You get that with an all-boys Catholic high school run by Jesuits in the rich side of town. (I didn't live on the rich side of town; thanks to my mother teaching in a Catholic school, I was able to attend Loyola Blakefield.)

Anyway, our graduation wasn't in the gymnasium or on the football field. It was in the Hollow, a section of the 60-acre campus, nestled between some of the classroom buildings and the Jesuits' residence, that was typically used for Frisbee-throwing and napping in good weather.

We didn't graduate in caps and gowns. We wore white tuxedo jackets.

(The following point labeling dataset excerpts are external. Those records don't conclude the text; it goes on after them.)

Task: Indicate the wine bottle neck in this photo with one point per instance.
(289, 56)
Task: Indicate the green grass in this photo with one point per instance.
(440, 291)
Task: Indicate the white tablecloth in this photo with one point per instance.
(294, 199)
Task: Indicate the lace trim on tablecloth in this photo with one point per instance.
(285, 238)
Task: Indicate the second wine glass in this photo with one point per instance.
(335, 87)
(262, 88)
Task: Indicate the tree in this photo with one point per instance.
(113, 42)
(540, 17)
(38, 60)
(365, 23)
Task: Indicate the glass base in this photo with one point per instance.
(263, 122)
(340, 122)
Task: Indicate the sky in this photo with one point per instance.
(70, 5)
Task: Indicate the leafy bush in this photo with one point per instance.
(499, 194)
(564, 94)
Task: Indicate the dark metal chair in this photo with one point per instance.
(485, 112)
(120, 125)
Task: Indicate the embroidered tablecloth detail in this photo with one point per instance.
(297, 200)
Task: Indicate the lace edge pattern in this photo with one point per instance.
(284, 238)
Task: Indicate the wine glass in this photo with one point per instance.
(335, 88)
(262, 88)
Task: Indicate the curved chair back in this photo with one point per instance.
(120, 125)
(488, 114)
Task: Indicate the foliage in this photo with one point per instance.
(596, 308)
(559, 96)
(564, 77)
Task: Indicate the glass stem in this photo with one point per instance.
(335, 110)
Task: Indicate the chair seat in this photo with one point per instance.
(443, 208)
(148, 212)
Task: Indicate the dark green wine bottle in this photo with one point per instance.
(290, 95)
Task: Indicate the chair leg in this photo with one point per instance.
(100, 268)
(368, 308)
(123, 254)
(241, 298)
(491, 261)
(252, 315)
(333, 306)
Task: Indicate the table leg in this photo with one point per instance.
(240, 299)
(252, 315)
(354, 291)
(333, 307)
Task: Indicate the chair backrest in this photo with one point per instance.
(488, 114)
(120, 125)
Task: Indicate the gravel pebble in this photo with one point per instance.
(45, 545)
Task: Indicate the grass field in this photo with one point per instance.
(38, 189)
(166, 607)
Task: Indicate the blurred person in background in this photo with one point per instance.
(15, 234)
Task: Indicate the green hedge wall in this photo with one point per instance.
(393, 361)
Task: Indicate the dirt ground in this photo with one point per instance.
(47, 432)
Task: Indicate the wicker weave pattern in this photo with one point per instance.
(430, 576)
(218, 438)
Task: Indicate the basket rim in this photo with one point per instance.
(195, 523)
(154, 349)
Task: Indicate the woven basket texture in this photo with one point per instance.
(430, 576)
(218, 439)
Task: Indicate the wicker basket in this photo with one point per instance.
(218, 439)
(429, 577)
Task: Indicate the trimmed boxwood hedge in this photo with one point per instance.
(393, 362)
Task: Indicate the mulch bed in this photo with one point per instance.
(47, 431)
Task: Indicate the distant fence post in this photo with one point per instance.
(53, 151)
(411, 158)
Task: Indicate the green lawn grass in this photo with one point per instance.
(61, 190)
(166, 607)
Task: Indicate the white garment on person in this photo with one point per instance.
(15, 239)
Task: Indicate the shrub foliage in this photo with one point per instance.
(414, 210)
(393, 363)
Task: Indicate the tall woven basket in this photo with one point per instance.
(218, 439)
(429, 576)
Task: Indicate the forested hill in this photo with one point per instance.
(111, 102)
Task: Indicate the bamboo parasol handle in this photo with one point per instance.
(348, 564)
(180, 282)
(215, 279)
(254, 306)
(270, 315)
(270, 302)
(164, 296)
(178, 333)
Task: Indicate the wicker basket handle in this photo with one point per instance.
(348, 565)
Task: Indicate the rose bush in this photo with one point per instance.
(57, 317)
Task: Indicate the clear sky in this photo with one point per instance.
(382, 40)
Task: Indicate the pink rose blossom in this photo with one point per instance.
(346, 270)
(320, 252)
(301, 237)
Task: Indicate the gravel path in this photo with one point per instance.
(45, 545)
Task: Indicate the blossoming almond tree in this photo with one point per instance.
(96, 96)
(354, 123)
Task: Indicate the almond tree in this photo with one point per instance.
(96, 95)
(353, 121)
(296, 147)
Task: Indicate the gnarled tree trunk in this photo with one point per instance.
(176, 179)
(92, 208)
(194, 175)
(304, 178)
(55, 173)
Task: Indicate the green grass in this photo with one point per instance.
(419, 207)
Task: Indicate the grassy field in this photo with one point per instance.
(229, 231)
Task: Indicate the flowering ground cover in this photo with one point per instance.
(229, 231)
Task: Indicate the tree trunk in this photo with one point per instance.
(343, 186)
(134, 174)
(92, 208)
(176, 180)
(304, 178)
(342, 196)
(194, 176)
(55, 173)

It was like 172 James Bonds processed into the ceremony.

And, if memory serves me, we graduated on a Sunday.

Other than hugs from family and friends — some of whom are no longer with us — I don't really recall too much else about my graduation. And no, it's not because I was under the influence of some elixir or potion normally not allowed an 18-year-old.

I guess what was said at that time really didn't have much impact on me. For that, I apologize to Mike Evans and Chris Co, classmates who I recall speaking.

And so, these thoughts have helped diminish some of my cynicism. You see, I didn't go to high school in a small town. The local paper — The Baltimore Sun — didn't cover it.

I've realized, after sitting through probably about two dozen graduations as a reporter, and reading more than a hundred graduation stories as an editor and copy editor, that graduation coverage is one more public service done by the local newspaper.

Grandma or Aunt Ethel clip out the story and save it for you, to help you recall that time when you were young and innocent and thought maybe, you might just reach those stars.